UP: Decision to Remove Loudspeakers From Religious Places Aimed at Muslims, Allege Intellectuals
Gorakhpur, Apr 27 (ANI): Loudspeakers are being taken down from religious places, in Gorakhpur on Wednesday.
Lucknow: Following the directive of the Yogi Adityanath-led Uttar Pradesh government, nearly 11,000 loudspeakers were removed from religious places till Wednesday evening.
The UP government’s action, stated to be aimed at all religious places, has been questioned by many who see the move in the holy month of Ramzan as primarily targeted at mosques.
As per the data released by the government, a total of 10,923 loudspeakers were uninstalled from various religious sites in the state and the volume of 35,221 loudspeakers was lowered, as per the parameters till 4.00 pm on Wednesday.
The home department of the state removed loudspeakers from eight zones of the state, including Agra, Meerut, Bareilly, Lucknow, Kanpur, Prayagraj, Gorakhpur, Varanasi and four commissionerates -- Lucknow, Kanpur, Gautam Buddh Nagar and Varanasi.
Out of the total, the home department removed a maximum of 2,395 loudspeakers and lowered the volume of 7,397 loudspeakers from religious places in the Lucknow zone, followed by the Gorakhpur and Varanasi zones.
On Wednesday, the home department asked the police to remove the loudspeakers and those flouting the noise limit standards at religious places across the state. The order to remove loudspeakers from religious places in the state was issued on April 24. A compliance report from the districts in this regard has been sought by April 30.
UP Chief Minister Yogi Adityanath on April 21 directed that the loudspeakers at religious places should not be loud and the sound must be confined within the premises only.
He also said that microphones should not be installed and that no new loudspeakers would be allowed at religious places.
“A state-wide drive is being undertaken to remove unauthorised loudspeakers from religious places and set the volume of others within permissible limits,” Additional Director General of Police (Law and Order) Prashant Kumar told the reporters.
He added that loudspeakers are being removed “from all religious places without any discrimination.”
The issue of loudspeakers has been gaining traction ever since Maharashtra Navnirman Sena chief Raj Thackeray gave an ultimatum for removal of loudspeakers in mosques by May 3.

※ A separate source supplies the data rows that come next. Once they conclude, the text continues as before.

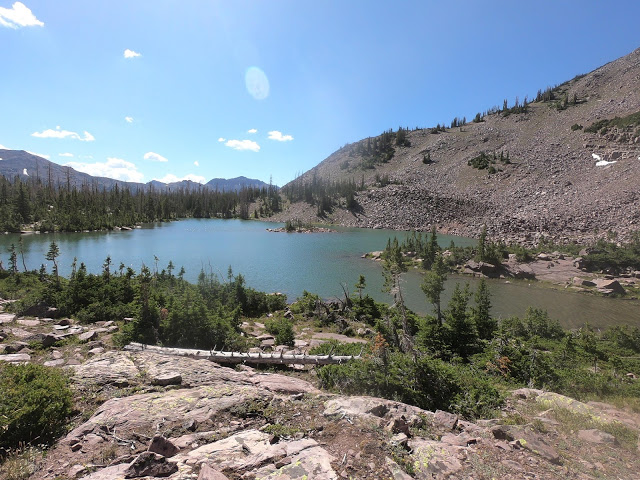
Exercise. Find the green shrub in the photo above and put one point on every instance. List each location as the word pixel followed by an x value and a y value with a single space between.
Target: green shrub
pixel 305 304
pixel 282 329
pixel 425 382
pixel 34 406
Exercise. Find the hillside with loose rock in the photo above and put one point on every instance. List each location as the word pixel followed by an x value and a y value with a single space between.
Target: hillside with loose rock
pixel 571 174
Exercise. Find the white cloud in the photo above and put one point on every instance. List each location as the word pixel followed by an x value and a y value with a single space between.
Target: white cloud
pixel 171 178
pixel 131 54
pixel 17 16
pixel 276 135
pixel 59 133
pixel 40 155
pixel 154 157
pixel 113 168
pixel 243 145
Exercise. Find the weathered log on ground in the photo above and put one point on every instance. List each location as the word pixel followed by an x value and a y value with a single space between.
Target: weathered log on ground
pixel 240 357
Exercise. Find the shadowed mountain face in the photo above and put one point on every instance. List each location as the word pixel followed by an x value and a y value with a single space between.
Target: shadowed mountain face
pixel 18 163
pixel 566 166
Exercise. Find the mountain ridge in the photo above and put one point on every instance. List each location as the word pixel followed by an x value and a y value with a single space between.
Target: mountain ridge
pixel 15 162
pixel 566 179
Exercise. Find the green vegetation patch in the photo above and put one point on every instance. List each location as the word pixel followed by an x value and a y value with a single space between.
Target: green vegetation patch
pixel 35 405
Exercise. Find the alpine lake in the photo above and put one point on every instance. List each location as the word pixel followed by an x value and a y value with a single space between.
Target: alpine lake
pixel 289 263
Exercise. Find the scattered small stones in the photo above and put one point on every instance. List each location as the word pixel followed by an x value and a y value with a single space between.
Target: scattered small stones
pixel 150 464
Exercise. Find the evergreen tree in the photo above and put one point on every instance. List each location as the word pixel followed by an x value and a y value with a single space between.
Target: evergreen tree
pixel 462 331
pixel 433 284
pixel 360 286
pixel 52 255
pixel 431 250
pixel 481 254
pixel 13 260
pixel 485 325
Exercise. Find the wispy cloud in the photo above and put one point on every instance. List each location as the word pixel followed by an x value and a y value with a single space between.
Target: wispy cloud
pixel 113 168
pixel 276 135
pixel 42 155
pixel 171 178
pixel 131 54
pixel 60 133
pixel 19 15
pixel 243 145
pixel 154 157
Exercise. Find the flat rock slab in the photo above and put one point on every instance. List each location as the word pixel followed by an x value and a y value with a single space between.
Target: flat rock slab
pixel 15 357
pixel 337 336
pixel 88 336
pixel 597 436
pixel 54 363
pixel 143 413
pixel 127 366
pixel 370 407
pixel 251 451
pixel 20 333
pixel 167 379
pixel 209 473
pixel 434 460
pixel 115 472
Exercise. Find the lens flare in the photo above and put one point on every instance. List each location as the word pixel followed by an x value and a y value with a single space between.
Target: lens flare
pixel 257 83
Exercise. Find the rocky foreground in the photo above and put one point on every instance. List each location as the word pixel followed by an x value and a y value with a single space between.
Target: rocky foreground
pixel 181 418
pixel 147 415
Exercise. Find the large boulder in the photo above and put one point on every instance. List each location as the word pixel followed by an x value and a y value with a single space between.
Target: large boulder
pixel 149 464
pixel 610 286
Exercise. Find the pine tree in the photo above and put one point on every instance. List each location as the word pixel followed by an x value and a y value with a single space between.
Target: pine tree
pixel 433 284
pixel 52 255
pixel 485 325
pixel 463 335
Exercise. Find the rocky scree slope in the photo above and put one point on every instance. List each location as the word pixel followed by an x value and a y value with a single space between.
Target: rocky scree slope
pixel 210 422
pixel 561 181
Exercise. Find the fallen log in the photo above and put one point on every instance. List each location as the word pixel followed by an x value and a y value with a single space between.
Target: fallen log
pixel 242 357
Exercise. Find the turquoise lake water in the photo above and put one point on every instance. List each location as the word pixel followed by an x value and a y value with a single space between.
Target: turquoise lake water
pixel 293 262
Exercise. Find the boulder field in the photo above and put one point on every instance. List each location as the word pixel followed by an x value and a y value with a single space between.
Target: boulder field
pixel 214 422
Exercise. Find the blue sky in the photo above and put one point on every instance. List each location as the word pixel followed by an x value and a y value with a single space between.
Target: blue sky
pixel 142 90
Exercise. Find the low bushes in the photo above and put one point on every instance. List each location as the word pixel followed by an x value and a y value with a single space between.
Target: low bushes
pixel 34 405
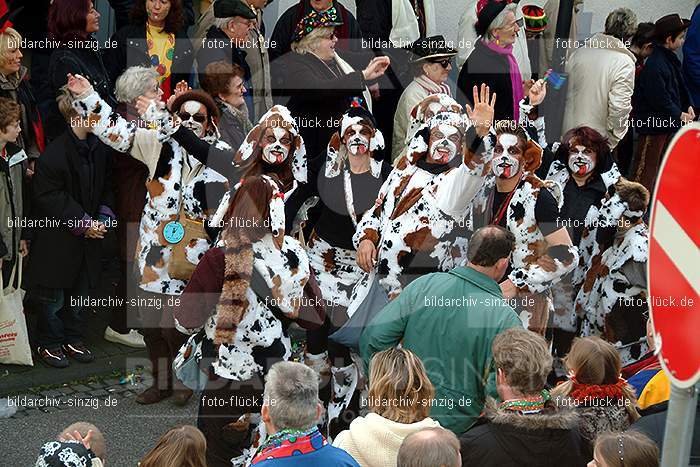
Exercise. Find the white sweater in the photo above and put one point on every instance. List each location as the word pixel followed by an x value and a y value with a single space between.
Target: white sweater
pixel 374 441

Commenting over the loudspeaker issue, Aleemullah Khan, a senior journalist and author of a book, Baizzat Bari! (Acquitted with Honour!) told NewsClick: "It is wide open that one community is always the BJP government’s target, be it halal meat, choice of dress or loudspeaker at mosque. Earlier, this was not much known, now it has come out in the open.”
Khan questioned “how Azaan, which hardly takes two minutes, can disrupt peace and harmony? This move is purely political and Islamophobic, just to appease the majority community. This is an attempt to crush the clauses given in the Constitution and try to cover up the political failures of the current regime".
Agreeing with Khan, senior journalist Sharat Pradhan said: "The BJP government has found a subtle way to serve its purpose of targeting Muslims. The installation of loudspeakers in mosques is not from today, but has been going on since ages, while loudspeakers in temples are not prevalent. By doing this, they will send a message to their core voters that they have removed loudspeakers from mosques so as to consolidate its voters.”
NewsClick also spoke to people of multiple faiths in rural areas, some of whom said that ever since BJP regained power in Uttar Pradesh, such controversies had become a routine affair. Many of them recalled the communal violence taking place during recent religious processions. This had never happened before 2014, they said, adding that “even petty issues are being given a Hindu-Muslim angle or communal colour which is not good for a healthy democracy.”
Yash Malviya, author and poet based in Prayagraj (also known as Allahabad) told NewsClick: "If this decision had been taken long ago with good intentions, it would have been welcomed by all people, irrespective of faith. But taking this decision in the month of Ramzan indicates that the government has ill intentions behind this move, and is succeeding in the business of spreading hatred.”
Expressing concern over growing communal disharmony, Malviya said: “In this critical time, when religion is dominating the human mind, such a decision will damage to social fabric of Ganga-Jamuni tehzeeb, which is very unfortunate," adding that India was the land of festivals and “every community has been celebrating festivals together for the last many decades, but this government has turned this into politics.”